Robinhood launches test version of its own blockchain

Trending Society Staff·Reviewed byJeff Liu··2 min read·Finance
Robinhood launches test version of its own blockchain
Are tokenized stocks the future of finance? Robinhood is betting big on it, launching a test version of its own blockchain to support crypto-based financial services.

Robinhood's Blockchain Ambitions

Robinhood is diving deeper into the crypto world with its own blockchain, Robinhood Chain [1]. Currently in the testnet phase, the blockchain is built on Arbitrum, a Layer 2 technology designed to make transactions cheaper and more efficient [1]. This "testnet" phase allows select partners to experiment with the infrastructure before it goes live for customer transactions.

Tokenization and the Future of Trading

CEO Vlad Tenev sees tokenization as a "freight train coming to financial markets." Tokenization involves turning assets like stocks into digital tokens that can be traded on a blockchain [1]. This could unlock new opportunities for investors by making traditionally illiquid assets more accessible [5].

Seamless User Experience

Robinhood's SVP of Crypto, Johann Kerbrat, stated that Robinhood Chain will support transactions in both its self-custody crypto wallet and the main Robinhood app [1]. Kerbrat added that many users might not even realize they are using a blockchain [1]. Robinhood ultimately plans to host the tokens on its own Layer 2 blockchain built on Arbitrum’s network [3].
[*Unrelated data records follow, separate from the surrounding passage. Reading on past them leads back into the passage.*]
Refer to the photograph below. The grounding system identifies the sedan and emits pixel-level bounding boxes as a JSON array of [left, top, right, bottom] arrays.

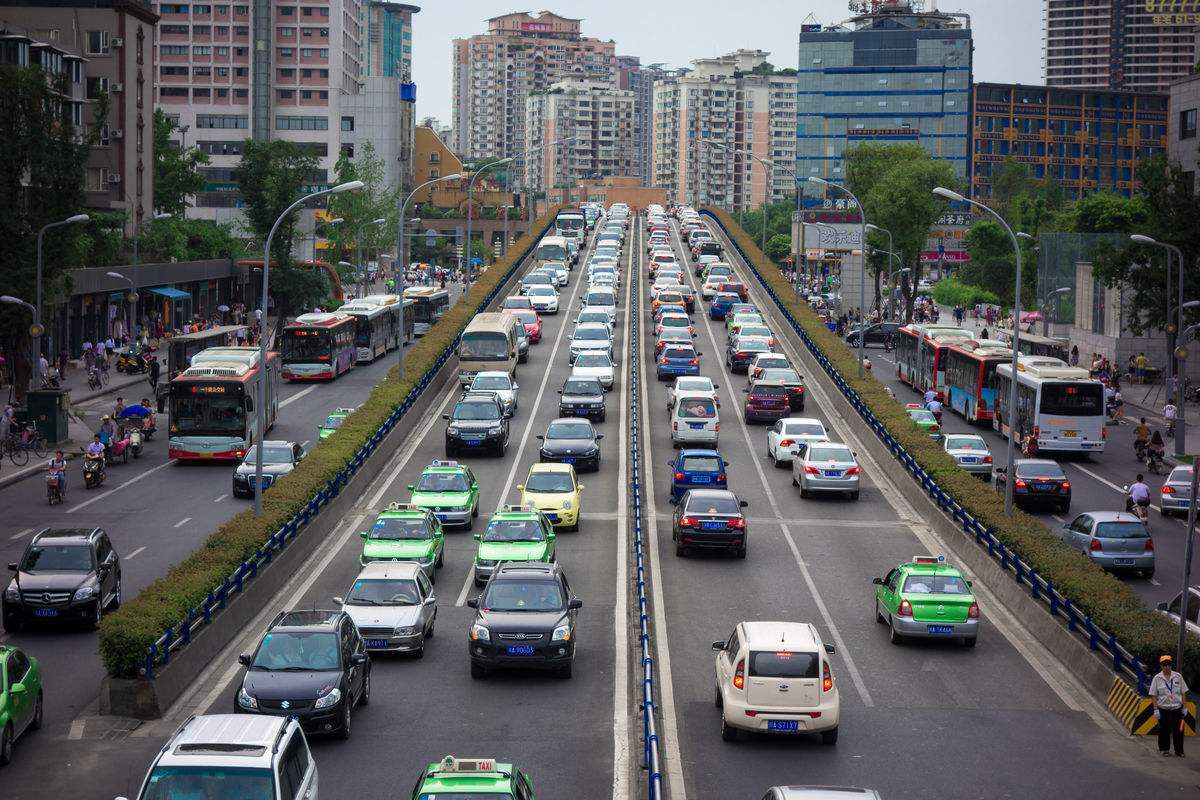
[[538, 416, 604, 473], [792, 441, 863, 500]]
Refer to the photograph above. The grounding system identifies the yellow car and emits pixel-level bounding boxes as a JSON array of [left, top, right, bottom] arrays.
[[517, 463, 583, 530]]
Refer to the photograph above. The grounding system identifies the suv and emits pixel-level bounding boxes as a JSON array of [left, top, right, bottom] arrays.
[[233, 609, 371, 739], [467, 561, 583, 678], [118, 714, 317, 800], [4, 528, 121, 633]]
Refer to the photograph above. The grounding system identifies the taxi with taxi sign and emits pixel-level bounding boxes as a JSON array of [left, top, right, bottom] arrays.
[[408, 459, 479, 530], [413, 756, 534, 800], [871, 555, 979, 648], [475, 505, 558, 587]]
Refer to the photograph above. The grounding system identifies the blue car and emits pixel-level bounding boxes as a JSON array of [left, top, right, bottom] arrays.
[[655, 344, 700, 380], [667, 450, 730, 500]]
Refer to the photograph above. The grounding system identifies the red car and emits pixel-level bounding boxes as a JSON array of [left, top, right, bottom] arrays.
[[505, 308, 541, 344]]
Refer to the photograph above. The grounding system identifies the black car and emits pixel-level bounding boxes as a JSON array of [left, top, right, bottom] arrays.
[[671, 489, 749, 559], [233, 609, 371, 739], [846, 323, 900, 347], [996, 458, 1070, 513], [233, 439, 304, 498], [4, 528, 121, 633], [467, 561, 583, 678], [442, 395, 509, 458], [538, 417, 604, 473]]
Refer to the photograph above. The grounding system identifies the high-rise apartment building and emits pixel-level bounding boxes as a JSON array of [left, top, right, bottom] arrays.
[[796, 0, 972, 196], [1042, 0, 1200, 92], [524, 80, 637, 192], [451, 11, 617, 165]]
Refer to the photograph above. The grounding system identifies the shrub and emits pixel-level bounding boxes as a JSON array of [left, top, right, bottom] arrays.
[[100, 206, 558, 678]]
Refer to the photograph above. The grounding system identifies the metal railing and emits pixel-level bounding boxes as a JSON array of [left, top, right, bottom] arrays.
[[701, 210, 1150, 694]]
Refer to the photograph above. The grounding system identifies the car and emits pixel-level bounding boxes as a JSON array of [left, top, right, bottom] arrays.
[[992, 458, 1070, 513], [667, 449, 730, 500], [408, 459, 479, 530], [127, 714, 318, 800], [317, 408, 354, 439], [1158, 464, 1200, 520], [767, 416, 829, 467], [2, 528, 121, 633], [571, 353, 616, 391], [942, 433, 991, 481], [359, 503, 445, 581], [467, 561, 583, 678], [871, 555, 979, 648], [538, 416, 604, 473], [463, 369, 521, 416], [0, 644, 44, 766], [334, 561, 438, 658], [517, 463, 583, 531], [473, 506, 558, 587], [671, 489, 750, 559], [1057, 511, 1154, 581], [230, 439, 305, 498], [442, 393, 509, 458], [233, 609, 371, 739], [792, 441, 863, 500]]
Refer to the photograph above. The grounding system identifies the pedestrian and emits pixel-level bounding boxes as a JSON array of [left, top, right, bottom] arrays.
[[1150, 656, 1188, 758]]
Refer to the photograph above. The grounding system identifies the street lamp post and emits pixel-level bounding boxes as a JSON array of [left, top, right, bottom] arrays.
[[254, 181, 364, 517], [934, 186, 1021, 515]]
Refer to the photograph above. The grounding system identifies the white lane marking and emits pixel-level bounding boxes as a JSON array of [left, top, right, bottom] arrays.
[[67, 461, 173, 513], [280, 384, 317, 408], [630, 224, 688, 800], [672, 221, 875, 708]]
Partnering with Crypto Leaders

Robinhood is collaborating with companies like Alchemy, LayerZero, and Chainlink to develop its blockchain [1]. By creating its own blockchain, Robinhood aims to reduce dependence on third parties [2]. Other platforms, like Gemini, are also incorporating tokenized stocks into their service models [4].

Earnings and Market Reaction

The Robinhood Chain announcement coincided with the company's fourth-quarter earnings report, which showed a profit of $605 million, or 66 cents a share, beating analysts’ estimates of 63 cents [1]. However, weaker-than-expected revenue led to a dip in shares during after-hours trading [1].